West Virginia lawmakers have introduced Senate Bill 143, which aims to allow the state’s treasury to allocate up to 10% of public funds for investment in bitcoin and gold. This legislative proposal is positioned as a response to inflation, framing these assets as potential hedges against economic instability.
The bill specifically authorizes the West Virginia Treasury to invest in assets that are characterized as inflation hedges. Bitcoin and gold are explicitly named as eligible investments. A significant aspect of the bill is its requirement that any digital asset considered for investment must maintain an average market capitalization of over $750 billion. This stipulation effectively confines the eligibility to bitcoin, marginalizing other digital currencies under the proposed legislation.
Social media has been buzzing about the implications of this bill, with various platforms sharing insights into its messaging and structure. A recent post highlighted the essential components of SB143: “NEW: 🇺🇸 West Virginia proposes allocating 10% of state funds to #Bitcoin. 📜 Bill SB143 empowers the Treasury to invest in $BTC & gold as an inflation hedge, mandating a $750B+ market cap, effectively making Bitcoin the sole digital reserve asset, while also allowing staking.”
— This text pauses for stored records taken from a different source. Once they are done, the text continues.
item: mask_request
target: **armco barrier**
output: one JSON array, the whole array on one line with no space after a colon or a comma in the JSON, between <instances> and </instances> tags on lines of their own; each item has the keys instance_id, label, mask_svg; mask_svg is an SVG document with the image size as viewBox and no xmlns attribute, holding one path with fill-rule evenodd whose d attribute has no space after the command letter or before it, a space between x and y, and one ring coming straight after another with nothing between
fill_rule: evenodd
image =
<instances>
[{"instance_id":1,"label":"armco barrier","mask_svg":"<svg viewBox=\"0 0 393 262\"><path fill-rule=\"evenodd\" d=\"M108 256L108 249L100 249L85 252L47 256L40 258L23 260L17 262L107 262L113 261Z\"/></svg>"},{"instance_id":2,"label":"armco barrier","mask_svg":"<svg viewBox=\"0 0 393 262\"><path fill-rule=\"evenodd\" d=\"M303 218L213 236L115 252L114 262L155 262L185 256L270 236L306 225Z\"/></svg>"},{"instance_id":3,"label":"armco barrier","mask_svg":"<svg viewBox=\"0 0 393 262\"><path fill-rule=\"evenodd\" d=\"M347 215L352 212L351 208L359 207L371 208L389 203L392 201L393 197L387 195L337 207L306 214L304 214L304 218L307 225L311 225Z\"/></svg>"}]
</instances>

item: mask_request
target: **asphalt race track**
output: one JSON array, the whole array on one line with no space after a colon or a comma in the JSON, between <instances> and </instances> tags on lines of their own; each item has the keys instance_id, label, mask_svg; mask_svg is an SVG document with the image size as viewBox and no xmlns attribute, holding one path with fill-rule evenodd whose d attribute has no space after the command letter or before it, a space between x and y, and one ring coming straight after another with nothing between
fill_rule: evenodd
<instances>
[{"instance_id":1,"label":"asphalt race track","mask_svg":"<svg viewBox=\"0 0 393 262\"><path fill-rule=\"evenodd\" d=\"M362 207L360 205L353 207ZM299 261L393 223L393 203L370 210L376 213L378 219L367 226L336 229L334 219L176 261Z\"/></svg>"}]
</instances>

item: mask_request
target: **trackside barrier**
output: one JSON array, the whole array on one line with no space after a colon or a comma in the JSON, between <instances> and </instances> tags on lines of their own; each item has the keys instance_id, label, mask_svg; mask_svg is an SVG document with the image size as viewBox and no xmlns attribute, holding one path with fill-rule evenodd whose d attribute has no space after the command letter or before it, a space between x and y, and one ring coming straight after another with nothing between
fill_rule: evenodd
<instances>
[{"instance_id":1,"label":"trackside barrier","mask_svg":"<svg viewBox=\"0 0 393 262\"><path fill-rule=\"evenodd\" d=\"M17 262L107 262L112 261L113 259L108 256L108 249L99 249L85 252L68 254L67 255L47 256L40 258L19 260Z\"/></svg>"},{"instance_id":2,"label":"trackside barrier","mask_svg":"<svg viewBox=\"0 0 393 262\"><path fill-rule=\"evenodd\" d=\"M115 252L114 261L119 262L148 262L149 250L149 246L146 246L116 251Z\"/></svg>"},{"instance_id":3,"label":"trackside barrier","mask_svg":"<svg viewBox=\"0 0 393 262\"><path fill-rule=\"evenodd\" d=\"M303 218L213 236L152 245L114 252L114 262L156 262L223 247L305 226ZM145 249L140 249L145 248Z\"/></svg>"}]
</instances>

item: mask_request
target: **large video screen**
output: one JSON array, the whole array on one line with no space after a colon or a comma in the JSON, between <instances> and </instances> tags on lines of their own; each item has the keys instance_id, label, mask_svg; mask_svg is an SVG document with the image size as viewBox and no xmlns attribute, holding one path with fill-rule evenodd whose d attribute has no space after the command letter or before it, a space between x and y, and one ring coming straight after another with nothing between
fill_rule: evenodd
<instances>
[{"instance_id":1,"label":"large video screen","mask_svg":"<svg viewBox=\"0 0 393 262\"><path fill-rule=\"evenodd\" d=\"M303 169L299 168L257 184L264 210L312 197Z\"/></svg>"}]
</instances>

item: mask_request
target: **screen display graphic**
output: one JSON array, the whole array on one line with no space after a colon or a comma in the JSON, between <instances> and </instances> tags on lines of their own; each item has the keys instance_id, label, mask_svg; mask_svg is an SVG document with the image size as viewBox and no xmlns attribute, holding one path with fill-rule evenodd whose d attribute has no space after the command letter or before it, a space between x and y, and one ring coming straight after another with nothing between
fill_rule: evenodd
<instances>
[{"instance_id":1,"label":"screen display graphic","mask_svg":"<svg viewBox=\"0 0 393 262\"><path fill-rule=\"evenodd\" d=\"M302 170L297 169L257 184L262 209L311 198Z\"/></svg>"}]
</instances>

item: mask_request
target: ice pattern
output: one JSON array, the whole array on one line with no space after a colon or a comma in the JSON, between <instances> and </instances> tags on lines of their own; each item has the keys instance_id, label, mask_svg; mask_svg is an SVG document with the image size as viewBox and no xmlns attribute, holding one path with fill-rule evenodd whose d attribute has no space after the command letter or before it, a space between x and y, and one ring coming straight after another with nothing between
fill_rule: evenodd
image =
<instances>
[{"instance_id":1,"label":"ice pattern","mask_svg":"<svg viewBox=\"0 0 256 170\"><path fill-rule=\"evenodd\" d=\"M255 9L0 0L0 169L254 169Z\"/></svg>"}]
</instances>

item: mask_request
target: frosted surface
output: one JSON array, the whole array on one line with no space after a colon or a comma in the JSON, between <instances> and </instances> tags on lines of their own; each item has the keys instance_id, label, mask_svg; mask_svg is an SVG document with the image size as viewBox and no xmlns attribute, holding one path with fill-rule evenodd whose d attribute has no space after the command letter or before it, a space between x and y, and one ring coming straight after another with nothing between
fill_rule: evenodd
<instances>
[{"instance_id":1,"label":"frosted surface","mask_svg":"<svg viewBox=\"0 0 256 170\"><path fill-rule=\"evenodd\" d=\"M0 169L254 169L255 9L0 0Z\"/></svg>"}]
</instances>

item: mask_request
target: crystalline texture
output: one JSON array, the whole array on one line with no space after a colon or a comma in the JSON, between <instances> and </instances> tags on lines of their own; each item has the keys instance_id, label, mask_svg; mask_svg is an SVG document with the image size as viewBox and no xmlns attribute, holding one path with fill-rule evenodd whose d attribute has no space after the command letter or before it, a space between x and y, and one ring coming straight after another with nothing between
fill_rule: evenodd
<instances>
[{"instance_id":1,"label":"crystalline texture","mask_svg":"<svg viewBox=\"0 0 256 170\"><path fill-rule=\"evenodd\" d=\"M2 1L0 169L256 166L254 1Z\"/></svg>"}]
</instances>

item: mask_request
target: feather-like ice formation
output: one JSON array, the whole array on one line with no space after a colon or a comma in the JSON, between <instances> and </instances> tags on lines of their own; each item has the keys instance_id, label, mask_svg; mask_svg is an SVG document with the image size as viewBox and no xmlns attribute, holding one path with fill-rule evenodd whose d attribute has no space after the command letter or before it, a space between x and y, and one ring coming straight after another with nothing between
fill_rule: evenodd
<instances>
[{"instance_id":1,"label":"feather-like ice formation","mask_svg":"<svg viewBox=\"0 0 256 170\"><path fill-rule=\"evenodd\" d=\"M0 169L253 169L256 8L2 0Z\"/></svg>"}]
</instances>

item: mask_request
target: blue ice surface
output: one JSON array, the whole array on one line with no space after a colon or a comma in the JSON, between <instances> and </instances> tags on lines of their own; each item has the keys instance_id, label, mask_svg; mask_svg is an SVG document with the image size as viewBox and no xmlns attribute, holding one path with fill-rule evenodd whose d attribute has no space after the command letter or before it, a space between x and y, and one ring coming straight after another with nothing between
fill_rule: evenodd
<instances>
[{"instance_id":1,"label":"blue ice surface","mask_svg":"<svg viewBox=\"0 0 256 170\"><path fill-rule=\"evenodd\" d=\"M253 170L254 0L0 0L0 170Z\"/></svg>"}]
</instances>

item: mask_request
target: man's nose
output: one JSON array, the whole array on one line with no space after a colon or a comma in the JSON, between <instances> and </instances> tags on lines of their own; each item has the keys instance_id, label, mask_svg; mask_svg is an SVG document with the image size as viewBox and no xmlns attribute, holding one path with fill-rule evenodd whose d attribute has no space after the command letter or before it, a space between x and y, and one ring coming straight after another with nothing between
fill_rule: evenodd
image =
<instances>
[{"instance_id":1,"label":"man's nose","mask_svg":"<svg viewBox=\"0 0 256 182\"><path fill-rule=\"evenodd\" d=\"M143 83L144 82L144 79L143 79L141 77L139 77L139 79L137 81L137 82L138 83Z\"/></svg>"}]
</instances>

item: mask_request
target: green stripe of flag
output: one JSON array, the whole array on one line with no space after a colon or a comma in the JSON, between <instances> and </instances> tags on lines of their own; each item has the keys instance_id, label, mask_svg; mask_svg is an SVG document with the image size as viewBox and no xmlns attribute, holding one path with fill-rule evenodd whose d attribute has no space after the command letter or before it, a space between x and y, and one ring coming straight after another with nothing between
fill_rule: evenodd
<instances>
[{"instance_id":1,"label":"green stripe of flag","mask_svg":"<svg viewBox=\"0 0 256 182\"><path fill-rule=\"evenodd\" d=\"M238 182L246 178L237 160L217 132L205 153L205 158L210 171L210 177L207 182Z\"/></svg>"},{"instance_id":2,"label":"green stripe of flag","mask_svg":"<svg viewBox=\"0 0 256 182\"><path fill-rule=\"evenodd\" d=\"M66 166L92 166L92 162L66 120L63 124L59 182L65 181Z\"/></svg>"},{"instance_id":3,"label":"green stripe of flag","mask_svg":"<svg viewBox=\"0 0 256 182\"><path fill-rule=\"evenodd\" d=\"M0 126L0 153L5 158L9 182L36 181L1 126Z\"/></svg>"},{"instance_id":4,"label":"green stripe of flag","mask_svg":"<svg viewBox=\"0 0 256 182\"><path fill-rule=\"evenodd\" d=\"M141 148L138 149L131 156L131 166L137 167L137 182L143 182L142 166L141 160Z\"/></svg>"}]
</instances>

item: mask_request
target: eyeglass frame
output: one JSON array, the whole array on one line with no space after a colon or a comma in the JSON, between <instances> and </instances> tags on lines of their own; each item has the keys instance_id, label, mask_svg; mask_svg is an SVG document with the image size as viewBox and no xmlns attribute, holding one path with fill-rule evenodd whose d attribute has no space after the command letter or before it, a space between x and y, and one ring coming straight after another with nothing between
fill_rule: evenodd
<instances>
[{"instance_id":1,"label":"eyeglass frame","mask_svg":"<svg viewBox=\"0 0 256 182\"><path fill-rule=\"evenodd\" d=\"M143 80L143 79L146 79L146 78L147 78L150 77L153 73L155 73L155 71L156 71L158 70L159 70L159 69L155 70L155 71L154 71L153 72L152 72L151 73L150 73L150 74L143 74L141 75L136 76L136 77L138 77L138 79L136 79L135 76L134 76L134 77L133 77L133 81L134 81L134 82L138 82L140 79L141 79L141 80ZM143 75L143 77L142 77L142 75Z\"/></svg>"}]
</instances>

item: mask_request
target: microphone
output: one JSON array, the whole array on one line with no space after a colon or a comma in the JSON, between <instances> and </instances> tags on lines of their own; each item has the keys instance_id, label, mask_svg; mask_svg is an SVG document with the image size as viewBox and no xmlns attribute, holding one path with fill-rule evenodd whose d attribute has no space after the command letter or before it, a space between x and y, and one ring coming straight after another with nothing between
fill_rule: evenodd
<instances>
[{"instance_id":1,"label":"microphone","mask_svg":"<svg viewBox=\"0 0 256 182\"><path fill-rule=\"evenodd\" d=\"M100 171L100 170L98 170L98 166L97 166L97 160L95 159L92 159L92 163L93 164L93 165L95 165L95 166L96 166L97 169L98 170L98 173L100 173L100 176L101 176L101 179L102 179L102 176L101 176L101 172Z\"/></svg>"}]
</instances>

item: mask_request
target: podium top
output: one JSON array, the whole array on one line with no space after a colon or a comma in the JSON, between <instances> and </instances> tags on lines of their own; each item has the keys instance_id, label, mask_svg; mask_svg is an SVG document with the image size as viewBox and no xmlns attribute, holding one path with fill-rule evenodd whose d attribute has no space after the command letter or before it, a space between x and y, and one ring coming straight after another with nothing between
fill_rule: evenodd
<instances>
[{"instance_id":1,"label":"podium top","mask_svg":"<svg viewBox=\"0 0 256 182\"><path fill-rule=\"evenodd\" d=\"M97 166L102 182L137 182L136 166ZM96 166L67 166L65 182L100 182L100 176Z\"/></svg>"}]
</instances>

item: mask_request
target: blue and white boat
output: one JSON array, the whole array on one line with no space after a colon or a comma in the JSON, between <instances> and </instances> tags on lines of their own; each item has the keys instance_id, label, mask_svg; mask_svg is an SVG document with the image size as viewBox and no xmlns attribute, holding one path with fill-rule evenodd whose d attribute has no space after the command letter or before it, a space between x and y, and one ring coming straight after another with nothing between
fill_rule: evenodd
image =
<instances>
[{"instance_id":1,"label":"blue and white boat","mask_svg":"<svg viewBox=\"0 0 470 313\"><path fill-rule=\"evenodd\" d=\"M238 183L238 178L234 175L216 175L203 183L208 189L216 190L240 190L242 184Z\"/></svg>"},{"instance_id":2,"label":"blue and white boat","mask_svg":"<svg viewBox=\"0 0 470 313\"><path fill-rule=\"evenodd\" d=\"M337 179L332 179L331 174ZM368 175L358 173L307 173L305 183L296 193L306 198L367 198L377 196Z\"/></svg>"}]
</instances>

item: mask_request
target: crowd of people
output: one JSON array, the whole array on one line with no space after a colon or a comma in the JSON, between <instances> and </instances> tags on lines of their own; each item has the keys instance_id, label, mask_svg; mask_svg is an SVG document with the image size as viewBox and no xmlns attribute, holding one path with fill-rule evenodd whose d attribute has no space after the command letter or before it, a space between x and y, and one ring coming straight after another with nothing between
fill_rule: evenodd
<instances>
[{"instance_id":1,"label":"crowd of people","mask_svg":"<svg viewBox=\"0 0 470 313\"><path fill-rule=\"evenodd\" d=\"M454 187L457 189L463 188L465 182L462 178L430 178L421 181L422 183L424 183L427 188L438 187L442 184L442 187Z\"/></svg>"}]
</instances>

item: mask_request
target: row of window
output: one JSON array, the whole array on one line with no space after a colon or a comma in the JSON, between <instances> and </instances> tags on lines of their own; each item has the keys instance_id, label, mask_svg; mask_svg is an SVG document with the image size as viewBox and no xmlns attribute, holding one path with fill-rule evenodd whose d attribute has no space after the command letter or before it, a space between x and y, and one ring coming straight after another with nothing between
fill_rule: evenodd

If enacted, Senate Bill 143 could position West Virginia as one of the pioneering states in the U.S. to integrate bitcoin into its treasury strategy. The proposal’s cap on public fund allocation and its stringent market cap criterion indicate a focused approach to incorporating cryptocurrency, ensuring that bitcoin remains the predominant digital asset under consideration.
This move aligns with a broader trend among states exploring innovative methods to manage financial reserves, reflecting a growing interest in alternative investment strategies within public finance. As the conversation around cryptocurrency continues to evolve, West Virginia’s SB143 may serve as a bellwether for other states contemplating similar initiatives.